A FATHER-OF-THREE will try to set a new world record by playing rugby in the North Pole – after trekking almost 100 miles to get there.

James Harding, 40, of Piltdown, near Uckfield, is part of a team hoping to raise £500,000 for charity and play a game of rugby further north than anyone ever has before.

The investment director is now training, including dragging tyres around the garden and learning to ward off polar bears, before the mission in April.

“I can do my utmost to get myself in the best shape physically,” he said, “but you don’t know how you will react mentally.”

Mr Harding is among a team of 15 – including former rugby England internationals – who plan to trek to the 1996-certified magnetic North Pole, then play a game of seven-a-side rugby.

The Arctic Rugby Challenge is the most extreme challenge yet organised by – and in aid of – rugby charity Wooden Spoon, which helps disadvantaged children and young people.

It is sponsored by LMAX Exchange and Mr Harding’s employer, Quilter Cheviot. It is also being supported in Sussex by Cumnor House School in Haywards Heath and Caffyns Land Rover in Lewes.

Mr Harding, who hopes to individually raise £50,000, said: “It should be amazingly fulfilling once we’ve made it and the thought of the brilliant causes which will benefit from the money will be enough to keep us going.”
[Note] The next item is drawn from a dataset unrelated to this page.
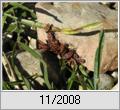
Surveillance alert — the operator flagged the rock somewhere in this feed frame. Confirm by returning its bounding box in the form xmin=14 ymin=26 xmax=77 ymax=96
xmin=36 ymin=2 xmax=118 ymax=73
xmin=98 ymin=73 xmax=114 ymax=90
He said his children Isobel, nine, Amelia, seven, and Harry, three, think it will be a “wonderful adventure” for their father, who is a keen rugby player.

Led by leading adventurer Jock Wishart, the men, including former rugby stars Tim Stimpson and Ollie Phillips, will pull a 60kg sledge across up to 20 miles of ice a day, starting out from Resolute Bay in north Canada amid temperatures pushing minus 50C.

Former English Rugby Union player Lee Mears will referee the match at the end of their trek, with all players wearing polar kit under their rugby shirts. Mr Harding added: “While we don’t think the cold is going to be such an issue, the biggest problem we have is what we do when we stop – we will have built up a certain temperature and then it suddenly drops.”